Des tireurs embusqués, prêts à abattre au premier signe de résistance des Indiens qui protestaient contre l’ouverture d’un vaste chantier sur le territoire de leur réserve…

Non, ce n’était pas la scène d’un western, ni un épisode historique de la conquête de l’Ouest, mais un événement qui a ému le Canada – le temps d’un «buzz médiatique» – début 2019, et amené l’ONU à condamner l’Etat canadien, en janvier 2020, l’accusant de discrimination raciale envers ses «peuples premiers» – ainsi que les Amérindiens se nomment eux-mêmes…

Voici les faits, dignes de l’époque où se construisaient à travers l’ouest américain les lignes de chemin de fer transcontinentales : 

en 2018, la société Coastal GasLink Pipeline Ltd. est autorisée à construire un pipeline de 670 kilomètres d’Est en Ouest à travers la Colombie Britannique, afin d’atteindre un terminal méthanier sur la côte du Pacifique. Un chantier qui représente 6,6 milliards de dollars d’investissement, dont 275 millions provenant de l’Etat canadien…

L’une des tribus amérindiennes –les Wet’suwet’en– dont le territoire va être impacté, s’oppose pacifiquement au chantier en établissant un barrage: elle demande à être consultée sur le trajet du pipeline…

Mais en fin 2018, le jugement d’un tribunal canadien autorise la Coastal GasLink à faire évacuer les opposants par la force, manœuvre confiée à la Gendarmerie Royale du Canada, qui emploie la manière forte – opération particulièrement «musclée», selon les observateurs – pour déloger et arrêter les Indiens entre le 7 et le 14 janvier 2019…

Emotion et indignation dans le pays… pour quelques jours.

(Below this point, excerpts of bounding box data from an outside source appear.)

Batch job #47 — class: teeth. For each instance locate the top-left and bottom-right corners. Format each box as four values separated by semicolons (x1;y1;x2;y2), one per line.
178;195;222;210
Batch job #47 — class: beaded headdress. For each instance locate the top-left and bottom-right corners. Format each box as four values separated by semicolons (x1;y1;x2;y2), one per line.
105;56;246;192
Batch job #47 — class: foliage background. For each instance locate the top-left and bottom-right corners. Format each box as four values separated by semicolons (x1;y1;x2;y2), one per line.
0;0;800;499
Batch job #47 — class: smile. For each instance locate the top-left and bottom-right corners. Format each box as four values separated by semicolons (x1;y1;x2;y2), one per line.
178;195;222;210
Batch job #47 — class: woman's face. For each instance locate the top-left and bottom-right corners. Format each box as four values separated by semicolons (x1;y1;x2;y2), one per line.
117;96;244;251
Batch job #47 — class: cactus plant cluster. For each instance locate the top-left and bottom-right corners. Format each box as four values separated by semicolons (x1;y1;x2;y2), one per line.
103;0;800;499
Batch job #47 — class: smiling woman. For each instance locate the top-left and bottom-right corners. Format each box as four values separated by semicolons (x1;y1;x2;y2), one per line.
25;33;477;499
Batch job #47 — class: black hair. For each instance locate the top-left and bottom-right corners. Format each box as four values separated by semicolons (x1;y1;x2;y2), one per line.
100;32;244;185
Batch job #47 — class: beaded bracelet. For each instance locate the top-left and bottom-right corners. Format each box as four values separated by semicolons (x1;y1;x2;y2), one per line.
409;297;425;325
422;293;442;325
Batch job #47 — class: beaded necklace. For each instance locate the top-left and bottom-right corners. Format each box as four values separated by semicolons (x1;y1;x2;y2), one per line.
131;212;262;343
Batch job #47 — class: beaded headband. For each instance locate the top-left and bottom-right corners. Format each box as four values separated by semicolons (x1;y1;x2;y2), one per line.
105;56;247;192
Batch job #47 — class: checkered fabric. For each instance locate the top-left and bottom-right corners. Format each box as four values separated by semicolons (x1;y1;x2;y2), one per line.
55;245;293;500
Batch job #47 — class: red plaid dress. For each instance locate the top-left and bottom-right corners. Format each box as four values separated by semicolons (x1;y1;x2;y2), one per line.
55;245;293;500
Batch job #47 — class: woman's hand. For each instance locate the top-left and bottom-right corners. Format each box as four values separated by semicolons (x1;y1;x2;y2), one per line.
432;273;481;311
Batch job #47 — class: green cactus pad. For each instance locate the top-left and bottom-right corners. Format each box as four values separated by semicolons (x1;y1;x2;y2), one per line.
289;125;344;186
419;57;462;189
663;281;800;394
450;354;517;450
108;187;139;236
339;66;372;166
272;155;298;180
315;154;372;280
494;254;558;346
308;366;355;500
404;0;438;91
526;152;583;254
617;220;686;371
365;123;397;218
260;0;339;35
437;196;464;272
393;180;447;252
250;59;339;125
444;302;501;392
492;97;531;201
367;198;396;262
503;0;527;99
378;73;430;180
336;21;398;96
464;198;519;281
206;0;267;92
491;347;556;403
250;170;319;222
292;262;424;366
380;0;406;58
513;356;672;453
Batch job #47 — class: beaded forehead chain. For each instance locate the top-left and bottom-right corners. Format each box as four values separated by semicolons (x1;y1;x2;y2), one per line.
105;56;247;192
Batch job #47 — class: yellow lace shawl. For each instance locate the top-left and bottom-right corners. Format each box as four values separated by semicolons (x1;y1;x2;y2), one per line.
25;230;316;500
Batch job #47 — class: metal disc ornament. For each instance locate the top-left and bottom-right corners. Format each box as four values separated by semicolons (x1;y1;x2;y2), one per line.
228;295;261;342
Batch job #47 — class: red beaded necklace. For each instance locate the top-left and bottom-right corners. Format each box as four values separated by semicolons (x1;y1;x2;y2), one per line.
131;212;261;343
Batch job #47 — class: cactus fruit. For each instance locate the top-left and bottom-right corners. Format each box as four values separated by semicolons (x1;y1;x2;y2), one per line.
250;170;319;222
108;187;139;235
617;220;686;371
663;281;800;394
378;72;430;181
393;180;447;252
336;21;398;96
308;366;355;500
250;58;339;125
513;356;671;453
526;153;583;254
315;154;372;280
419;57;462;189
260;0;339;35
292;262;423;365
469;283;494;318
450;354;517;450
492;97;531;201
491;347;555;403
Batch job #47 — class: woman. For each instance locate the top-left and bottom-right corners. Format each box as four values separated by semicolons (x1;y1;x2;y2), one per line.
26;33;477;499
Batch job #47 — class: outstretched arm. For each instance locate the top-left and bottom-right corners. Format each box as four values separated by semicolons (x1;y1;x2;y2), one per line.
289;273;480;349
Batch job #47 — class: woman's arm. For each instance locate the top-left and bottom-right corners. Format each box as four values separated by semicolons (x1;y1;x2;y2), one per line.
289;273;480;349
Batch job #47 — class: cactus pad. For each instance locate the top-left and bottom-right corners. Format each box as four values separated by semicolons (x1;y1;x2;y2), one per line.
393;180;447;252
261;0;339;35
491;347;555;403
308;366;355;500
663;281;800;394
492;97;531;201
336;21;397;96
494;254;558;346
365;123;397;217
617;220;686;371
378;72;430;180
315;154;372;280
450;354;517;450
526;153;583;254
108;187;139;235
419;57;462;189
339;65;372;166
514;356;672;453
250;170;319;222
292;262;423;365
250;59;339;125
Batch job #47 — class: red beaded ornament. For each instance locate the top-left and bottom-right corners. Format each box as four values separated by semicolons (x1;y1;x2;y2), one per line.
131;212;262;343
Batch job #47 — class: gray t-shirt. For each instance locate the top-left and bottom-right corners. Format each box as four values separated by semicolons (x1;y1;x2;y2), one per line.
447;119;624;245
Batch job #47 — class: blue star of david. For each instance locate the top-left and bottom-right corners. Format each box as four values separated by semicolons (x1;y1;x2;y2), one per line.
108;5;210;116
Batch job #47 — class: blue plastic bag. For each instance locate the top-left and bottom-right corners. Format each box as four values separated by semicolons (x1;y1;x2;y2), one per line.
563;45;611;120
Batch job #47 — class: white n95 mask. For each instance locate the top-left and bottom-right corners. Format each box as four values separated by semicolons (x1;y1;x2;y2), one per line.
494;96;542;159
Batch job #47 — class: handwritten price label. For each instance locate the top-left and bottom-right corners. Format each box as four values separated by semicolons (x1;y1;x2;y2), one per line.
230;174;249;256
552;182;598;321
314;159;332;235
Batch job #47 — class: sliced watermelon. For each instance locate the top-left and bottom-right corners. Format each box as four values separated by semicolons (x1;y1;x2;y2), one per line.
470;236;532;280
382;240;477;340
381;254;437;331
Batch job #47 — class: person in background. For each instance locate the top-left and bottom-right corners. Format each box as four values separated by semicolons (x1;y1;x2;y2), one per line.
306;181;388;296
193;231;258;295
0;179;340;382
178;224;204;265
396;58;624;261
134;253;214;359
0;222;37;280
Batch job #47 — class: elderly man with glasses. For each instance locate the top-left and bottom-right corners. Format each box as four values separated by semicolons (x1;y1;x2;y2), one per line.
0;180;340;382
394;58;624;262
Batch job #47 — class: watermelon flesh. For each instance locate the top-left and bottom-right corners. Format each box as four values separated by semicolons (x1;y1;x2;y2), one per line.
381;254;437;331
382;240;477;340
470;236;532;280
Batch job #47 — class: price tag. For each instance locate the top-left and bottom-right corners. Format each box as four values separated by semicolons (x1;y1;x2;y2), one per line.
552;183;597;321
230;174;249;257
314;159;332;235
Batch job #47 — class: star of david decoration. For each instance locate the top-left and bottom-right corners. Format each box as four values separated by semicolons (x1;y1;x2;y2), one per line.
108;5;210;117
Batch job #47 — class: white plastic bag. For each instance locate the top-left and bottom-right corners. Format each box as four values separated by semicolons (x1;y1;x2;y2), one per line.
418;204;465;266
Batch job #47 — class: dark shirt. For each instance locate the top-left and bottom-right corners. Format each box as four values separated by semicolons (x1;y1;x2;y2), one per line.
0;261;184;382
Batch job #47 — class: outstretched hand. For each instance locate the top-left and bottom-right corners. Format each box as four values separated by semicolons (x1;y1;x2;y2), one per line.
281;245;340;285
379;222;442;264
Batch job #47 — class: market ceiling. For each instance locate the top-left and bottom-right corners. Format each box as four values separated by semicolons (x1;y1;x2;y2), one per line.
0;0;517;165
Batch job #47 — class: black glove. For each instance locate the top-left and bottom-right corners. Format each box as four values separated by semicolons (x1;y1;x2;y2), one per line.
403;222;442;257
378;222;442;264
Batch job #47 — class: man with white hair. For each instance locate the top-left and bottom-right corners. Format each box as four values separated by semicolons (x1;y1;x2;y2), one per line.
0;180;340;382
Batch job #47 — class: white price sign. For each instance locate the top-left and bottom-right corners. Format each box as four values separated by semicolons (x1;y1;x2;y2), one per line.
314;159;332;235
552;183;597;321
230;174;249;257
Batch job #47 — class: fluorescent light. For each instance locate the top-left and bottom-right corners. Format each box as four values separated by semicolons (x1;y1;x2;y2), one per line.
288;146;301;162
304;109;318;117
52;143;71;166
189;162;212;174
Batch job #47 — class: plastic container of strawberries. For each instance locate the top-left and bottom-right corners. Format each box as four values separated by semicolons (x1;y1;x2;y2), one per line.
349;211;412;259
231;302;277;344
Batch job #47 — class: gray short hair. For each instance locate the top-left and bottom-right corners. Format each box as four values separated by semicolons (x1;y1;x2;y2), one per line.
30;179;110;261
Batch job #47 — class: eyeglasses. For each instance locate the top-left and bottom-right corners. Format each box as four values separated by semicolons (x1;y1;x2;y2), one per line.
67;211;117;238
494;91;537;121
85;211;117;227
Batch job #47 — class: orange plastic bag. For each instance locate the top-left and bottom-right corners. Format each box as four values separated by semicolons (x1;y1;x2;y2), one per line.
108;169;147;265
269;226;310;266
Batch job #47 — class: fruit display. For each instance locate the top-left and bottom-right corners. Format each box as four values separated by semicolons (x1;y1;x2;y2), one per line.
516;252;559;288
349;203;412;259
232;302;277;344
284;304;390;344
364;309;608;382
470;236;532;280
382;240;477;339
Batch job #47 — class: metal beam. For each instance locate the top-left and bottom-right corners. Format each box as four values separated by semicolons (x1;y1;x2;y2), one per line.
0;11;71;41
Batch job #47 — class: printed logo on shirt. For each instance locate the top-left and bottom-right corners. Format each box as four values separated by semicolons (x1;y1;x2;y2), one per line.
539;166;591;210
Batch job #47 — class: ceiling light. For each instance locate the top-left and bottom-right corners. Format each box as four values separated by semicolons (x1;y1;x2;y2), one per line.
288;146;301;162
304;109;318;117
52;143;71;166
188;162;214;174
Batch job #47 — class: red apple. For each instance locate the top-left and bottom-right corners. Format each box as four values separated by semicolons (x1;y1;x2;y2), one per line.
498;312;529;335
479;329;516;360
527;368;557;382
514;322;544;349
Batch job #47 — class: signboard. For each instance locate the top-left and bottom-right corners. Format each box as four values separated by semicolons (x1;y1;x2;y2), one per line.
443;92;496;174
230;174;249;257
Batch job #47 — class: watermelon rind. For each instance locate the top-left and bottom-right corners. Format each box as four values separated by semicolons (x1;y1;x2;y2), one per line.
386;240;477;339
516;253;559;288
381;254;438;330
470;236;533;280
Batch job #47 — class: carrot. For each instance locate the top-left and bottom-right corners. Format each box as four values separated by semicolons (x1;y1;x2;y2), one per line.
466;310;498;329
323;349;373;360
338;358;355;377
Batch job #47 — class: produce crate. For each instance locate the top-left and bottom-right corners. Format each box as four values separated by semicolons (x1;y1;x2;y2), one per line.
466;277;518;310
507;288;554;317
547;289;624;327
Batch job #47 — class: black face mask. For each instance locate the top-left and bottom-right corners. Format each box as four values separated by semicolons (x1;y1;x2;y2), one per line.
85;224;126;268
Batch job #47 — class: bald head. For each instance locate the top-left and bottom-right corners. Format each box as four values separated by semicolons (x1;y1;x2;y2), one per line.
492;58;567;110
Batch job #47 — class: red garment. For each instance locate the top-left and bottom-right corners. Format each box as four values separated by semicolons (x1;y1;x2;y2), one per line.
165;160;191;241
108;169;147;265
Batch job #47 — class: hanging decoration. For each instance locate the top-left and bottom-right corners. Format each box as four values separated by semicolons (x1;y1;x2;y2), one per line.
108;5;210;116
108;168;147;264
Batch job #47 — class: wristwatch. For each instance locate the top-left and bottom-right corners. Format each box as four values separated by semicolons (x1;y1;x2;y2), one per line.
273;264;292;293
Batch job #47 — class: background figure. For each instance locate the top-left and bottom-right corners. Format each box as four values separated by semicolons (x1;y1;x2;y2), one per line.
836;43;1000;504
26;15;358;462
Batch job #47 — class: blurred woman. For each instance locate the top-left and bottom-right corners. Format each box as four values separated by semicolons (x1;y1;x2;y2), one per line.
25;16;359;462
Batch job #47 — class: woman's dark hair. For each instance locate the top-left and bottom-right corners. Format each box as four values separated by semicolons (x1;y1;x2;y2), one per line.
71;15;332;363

Et l’on en serait resté là si une enquête du journal anglais The Guardian n’avait confirmé, un an après, un bruit qui courait à l’époque : la Gendarmerie Royale du Canada avait bien posté sur place des snipers, appelés à tirer en cas de résistance des Indiens, qui avaient eux-mêmes repéré la présence de ces tireurs embusqués…

Stupéfaction au pays du très jovial et «moderniste» premier ministre Justin Trudeau ! Et effarement en ce début du XXIe siècle !

Mais doit-on vraiment s’étonner ?

L’histoire rappelle à longueur de siècles et de millénaires, que ni l’écoulement des siècles, ni les civilisations ou cultures, ni les plus beaux discours ou belles devantures n’affranchissent l’être humain de ses «vieux démons»…

Surtout quand l’argent, le pouvoir, les intérêts entrent en jeu !

Une maxime populaire dit que «le savoir-vivre est un vernis qui se dilue dans l’alcool»; l’on pourrait dire en la parodiant que «l’humanisme» – comme les Droits de l’homme – est une grande idée et un beau principe qui se diluent bien souvent dans l’appât du gain et du pouvoir.